The Potential of Locative Mobile Apps for Telling New Stories about Contested Cities: Rijeka Fiume in Flux
Brigitte Le Normand
Maastricht University25.3.2026, 17:30
online / Zoom
Rijeka Fiume in Flux (2021-2025) was a locative mobile phone app that allowed users to explore the past of Rijeka, a city that was historically contested, first between Hungary and Croatia in the 19th century, and then between Italy and Yugoslavia in the 20th century. The app aimed to disrupt ethno-national narratives about the city’s identity by sharing historical knowledge from multiple perspectives with a broad audience, while also enabling users to explore the past based on their curiosity and experiences moving through the city, provoking engagement with the multifaceted stories of the city.
This presentation explores the design of the app and the opportunities and challenges in its implementation, and evaluates how successful it was in meeting its objectives.
The app is no longer available for download, but its contents can be explored at this website.
The event will be launched online. To receive an invitation to participate in events, please contact Sofia Andrusyshyn via email: s.andrusyshyn@lvivcenter.org.ua. The working language is English with simultaneous interpretation into Ukrainian.

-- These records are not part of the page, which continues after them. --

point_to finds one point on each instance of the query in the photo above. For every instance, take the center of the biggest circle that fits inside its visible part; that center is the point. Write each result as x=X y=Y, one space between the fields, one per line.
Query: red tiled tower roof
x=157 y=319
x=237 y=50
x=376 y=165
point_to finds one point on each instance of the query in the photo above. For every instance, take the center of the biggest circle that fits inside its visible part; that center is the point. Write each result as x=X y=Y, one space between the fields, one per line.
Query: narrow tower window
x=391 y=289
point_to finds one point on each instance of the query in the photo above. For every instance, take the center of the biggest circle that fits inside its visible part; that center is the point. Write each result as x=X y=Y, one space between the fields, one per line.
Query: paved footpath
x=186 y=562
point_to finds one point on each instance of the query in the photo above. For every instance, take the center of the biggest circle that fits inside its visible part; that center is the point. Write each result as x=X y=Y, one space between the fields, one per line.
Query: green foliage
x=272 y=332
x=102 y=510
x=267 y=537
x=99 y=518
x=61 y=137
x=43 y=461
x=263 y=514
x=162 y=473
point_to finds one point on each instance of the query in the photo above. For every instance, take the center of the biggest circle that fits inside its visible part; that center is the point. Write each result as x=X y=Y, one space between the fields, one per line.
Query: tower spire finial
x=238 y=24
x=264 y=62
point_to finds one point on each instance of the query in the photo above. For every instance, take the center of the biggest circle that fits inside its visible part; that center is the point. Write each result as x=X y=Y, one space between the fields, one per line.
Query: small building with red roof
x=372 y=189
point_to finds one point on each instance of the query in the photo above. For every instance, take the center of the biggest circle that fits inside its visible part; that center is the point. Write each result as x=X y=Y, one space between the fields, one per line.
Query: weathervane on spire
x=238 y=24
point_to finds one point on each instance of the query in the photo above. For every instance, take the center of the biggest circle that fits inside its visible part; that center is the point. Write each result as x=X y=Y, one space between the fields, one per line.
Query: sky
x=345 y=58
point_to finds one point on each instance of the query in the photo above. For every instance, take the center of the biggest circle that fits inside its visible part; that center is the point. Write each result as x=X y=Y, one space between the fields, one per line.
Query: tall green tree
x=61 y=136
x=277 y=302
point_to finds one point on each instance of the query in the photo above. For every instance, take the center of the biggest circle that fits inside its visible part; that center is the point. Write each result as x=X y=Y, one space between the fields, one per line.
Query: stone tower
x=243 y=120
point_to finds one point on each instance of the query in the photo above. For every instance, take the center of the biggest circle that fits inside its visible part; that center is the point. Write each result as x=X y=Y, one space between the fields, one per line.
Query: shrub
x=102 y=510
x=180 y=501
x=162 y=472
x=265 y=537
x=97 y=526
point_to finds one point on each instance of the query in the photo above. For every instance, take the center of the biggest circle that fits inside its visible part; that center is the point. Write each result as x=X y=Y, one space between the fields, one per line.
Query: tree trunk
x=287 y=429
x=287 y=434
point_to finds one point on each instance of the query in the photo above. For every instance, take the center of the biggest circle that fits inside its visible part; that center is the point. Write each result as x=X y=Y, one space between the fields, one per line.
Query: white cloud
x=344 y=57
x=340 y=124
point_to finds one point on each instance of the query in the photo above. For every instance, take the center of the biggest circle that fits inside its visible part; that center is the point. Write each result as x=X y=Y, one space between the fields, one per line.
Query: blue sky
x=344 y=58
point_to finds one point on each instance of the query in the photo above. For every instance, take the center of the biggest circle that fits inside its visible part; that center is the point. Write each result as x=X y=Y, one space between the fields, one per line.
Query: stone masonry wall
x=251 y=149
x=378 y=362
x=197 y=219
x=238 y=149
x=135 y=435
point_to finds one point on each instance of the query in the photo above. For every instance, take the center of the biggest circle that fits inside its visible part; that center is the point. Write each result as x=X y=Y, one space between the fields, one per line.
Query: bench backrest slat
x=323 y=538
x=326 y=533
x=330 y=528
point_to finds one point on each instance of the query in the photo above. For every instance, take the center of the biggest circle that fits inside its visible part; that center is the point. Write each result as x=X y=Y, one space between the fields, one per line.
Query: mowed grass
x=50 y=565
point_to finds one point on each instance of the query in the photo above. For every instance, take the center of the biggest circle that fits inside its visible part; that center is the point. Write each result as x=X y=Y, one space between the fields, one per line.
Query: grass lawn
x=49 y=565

Associate Professor of European History in a Global Context at Maastricht University. Her research has examined the modernization project of socialist Yugoslavia from the perspective of urban planning, labor migration, and maritime transportation. She is the author of Designing Tito’s Capital: Urban Planning, Modernism and Socialism in Belgrade; and Citizens without Borders: Yugoslavia and its Migrant Workers in Western Europe. She is also the principal investigator of the ERC Consolidator project ‘Women Migrants from the Northern Mediterranean and Work in Postwar Northwestern Europe’ (FeMMiWork.)
Brigitte Le Normand
Maastricht University
The event will take place within a series of seminars and workshops around specific cases of urban history digital platforms/projects, "Urban History Digital Infrastructures: Sharing Expertise and Networking Cities", organized by Center for Urban History, with the support of the Center for Governance and Culture in Europe at the University of St.Gallen.